Berman stated, “Sen. McCain would basically extend all of President Bush’s tax cuts, and he also has cuts for businesses, and instead of eliminating the estate tax, he would cut it somewhat. Sen. Obama would extend most of the Bush Tax cuts, That would otherwise expire at the end of 2010, but he would raise tax on high income people. Return the levels of tax to what they were before 200, and he has a bunch of tax cuts targeted at low and middle income people. So for example the middle 20%, say middle class tax payers, under Sen. McCain they would get a $1400 tax cut, under Sen. Obama, they’d get a $2100 tax cut in 2012. The bottom 20%, these are pretty low income people, making less than $19,000 a year, they’d get an average tax cut of about $100 under Sen. McCain’s plan, and almost $700 under Sen. Obama’s plan. So there is a big change in the tilt in the tax schedule. There’s a big cut at the bottom for Obama and a big increase at the top, and under McCain there’s a tiny, tiny cut at the bottom and huge cuts at the top.”
“When you look at the bottom line of each of those plans do they generate an equal amount of money in taxes?” Asked Gross.
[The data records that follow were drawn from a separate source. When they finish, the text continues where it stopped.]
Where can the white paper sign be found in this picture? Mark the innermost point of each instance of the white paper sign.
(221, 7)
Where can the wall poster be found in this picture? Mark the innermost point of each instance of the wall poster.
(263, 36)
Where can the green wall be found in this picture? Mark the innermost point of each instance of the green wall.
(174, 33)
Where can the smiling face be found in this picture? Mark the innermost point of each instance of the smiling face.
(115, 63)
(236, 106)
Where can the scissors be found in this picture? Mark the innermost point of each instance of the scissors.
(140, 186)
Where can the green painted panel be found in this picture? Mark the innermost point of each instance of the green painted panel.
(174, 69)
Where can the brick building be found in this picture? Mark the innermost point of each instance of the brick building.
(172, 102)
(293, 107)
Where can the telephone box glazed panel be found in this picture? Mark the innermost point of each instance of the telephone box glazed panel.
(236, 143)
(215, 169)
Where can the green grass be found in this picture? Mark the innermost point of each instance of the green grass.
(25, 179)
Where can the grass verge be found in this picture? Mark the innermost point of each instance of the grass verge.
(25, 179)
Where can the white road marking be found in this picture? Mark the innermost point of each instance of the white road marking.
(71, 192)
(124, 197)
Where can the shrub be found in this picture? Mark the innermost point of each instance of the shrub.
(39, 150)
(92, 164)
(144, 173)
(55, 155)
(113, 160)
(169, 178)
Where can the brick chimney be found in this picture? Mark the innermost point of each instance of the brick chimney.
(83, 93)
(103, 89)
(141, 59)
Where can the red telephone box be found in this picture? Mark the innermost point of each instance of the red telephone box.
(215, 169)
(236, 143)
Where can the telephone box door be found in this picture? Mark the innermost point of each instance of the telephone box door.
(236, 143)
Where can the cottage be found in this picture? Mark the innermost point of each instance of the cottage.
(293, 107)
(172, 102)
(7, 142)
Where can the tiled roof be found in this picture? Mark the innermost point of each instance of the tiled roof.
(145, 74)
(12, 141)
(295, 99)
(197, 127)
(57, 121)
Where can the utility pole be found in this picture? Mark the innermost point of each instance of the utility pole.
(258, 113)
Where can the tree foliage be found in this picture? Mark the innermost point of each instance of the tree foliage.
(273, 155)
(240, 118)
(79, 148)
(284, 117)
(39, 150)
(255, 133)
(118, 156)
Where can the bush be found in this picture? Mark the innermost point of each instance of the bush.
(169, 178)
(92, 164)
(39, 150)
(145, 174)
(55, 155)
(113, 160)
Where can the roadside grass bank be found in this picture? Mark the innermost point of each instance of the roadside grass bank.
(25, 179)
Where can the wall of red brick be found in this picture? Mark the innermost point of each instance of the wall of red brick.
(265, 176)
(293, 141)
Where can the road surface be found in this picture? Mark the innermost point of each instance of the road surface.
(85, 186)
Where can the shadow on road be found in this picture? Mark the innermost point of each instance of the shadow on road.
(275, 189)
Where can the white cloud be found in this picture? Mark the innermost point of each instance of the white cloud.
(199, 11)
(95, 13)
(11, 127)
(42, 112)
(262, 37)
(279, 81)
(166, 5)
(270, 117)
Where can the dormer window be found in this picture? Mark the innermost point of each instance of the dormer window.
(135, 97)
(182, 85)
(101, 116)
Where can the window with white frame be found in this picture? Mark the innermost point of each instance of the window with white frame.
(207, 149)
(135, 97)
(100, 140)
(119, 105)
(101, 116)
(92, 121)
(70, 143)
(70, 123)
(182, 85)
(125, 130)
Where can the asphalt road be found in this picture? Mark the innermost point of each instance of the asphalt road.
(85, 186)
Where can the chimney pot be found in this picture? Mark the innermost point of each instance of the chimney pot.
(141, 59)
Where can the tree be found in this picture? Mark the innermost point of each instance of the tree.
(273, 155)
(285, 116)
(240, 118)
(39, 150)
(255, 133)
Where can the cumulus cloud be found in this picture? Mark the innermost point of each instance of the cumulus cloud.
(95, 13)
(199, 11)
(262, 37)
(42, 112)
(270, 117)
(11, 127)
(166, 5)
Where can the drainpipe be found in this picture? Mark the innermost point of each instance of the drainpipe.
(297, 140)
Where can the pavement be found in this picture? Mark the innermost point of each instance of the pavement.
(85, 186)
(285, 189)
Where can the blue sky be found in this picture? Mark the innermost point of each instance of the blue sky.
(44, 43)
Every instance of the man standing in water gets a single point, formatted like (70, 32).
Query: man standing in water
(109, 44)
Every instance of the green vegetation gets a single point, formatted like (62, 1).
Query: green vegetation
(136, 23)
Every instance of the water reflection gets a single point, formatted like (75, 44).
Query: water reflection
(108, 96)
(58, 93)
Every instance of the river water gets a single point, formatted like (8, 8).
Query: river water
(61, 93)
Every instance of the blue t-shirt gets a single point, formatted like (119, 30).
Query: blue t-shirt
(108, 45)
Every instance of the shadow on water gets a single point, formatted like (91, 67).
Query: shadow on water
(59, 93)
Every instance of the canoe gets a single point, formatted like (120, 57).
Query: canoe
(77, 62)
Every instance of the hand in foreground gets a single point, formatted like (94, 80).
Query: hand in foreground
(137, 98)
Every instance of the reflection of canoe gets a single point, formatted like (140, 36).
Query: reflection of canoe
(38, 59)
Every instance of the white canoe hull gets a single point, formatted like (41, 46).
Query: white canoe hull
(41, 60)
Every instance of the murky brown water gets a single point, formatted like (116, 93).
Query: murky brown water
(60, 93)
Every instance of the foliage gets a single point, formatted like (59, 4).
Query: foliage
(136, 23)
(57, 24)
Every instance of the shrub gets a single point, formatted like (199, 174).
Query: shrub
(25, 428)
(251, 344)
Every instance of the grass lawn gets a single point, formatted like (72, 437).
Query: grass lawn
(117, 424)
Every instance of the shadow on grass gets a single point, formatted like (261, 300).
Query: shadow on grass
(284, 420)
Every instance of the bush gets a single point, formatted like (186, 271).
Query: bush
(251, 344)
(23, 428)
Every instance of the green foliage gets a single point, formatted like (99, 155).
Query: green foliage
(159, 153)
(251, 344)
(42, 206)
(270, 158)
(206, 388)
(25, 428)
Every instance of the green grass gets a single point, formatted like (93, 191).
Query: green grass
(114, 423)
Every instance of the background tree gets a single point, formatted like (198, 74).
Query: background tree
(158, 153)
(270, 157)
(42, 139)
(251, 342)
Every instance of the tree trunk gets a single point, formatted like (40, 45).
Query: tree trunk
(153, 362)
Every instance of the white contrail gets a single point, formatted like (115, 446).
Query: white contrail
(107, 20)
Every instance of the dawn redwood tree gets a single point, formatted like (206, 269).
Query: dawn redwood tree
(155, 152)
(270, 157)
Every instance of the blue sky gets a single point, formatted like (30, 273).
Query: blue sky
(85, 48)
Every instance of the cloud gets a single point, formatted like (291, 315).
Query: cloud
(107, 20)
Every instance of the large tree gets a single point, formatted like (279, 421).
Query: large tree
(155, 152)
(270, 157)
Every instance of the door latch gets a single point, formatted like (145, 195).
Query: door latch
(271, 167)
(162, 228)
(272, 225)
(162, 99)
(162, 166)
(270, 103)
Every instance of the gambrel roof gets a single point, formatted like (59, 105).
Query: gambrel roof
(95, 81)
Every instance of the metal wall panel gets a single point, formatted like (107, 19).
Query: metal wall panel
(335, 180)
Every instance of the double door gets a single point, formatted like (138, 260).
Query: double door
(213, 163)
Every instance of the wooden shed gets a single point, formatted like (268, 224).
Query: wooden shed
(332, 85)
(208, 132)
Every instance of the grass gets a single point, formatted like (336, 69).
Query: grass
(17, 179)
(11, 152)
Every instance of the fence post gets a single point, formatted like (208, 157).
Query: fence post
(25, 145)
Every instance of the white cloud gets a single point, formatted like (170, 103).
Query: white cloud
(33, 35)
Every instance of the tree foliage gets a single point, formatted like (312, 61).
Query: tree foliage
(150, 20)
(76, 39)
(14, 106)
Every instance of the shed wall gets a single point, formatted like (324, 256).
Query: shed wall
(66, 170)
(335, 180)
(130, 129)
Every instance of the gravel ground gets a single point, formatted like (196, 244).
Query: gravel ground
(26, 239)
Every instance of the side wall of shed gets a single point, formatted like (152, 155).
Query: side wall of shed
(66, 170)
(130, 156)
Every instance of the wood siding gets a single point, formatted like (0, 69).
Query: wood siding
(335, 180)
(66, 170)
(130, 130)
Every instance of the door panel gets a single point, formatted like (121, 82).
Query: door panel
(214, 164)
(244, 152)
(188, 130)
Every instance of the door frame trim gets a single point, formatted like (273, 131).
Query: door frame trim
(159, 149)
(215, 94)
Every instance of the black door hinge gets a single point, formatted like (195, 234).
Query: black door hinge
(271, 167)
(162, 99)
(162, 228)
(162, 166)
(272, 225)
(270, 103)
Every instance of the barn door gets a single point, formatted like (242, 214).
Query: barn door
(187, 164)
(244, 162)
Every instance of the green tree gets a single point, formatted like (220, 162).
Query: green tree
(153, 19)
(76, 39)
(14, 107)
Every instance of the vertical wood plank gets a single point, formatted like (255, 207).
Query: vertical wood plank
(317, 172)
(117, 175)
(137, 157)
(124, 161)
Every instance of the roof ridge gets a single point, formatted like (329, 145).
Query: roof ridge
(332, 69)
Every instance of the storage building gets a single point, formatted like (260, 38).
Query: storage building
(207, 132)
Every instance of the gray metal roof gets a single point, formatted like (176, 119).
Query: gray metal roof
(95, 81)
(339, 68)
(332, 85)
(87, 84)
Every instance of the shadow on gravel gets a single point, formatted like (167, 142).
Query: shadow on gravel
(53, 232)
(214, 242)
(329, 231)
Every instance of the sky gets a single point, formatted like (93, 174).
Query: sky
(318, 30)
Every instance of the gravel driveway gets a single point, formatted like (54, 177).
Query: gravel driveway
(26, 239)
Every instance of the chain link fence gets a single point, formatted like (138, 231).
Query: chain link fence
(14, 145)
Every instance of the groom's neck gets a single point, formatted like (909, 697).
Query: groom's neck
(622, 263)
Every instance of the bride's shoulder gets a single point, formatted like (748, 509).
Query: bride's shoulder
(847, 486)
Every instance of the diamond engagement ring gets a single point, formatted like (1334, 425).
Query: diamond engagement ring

“No. Sen. Obama’s plan would add up to about $2.8 Trillion in tax cuts, over the next ten years. Sen. McCain’s plan would add up to about $4.2 Trillion in tax cuts. When you add the interest that would accrue, we are talking about an increase in the national debt of about $5 Trillion under Sen. McCain’s plan, and about $3.4 Trillion under Sen. Obama’s. I should point out that the candidates object to my saying that because they both say that they are going to cut spending, and if they do the situation will be better. They won’t be generating such large deficits. A lot of people are skeptical about their claims of spending cuts, but all of our numbers are just looking at the tax side.”
(The numbers and statements in this article were based on www.barackobama.com, and by an interview of Obama senior economic advisor Jason Ferman on July 24th, 2008 by Fresh Air host Terry Gross.)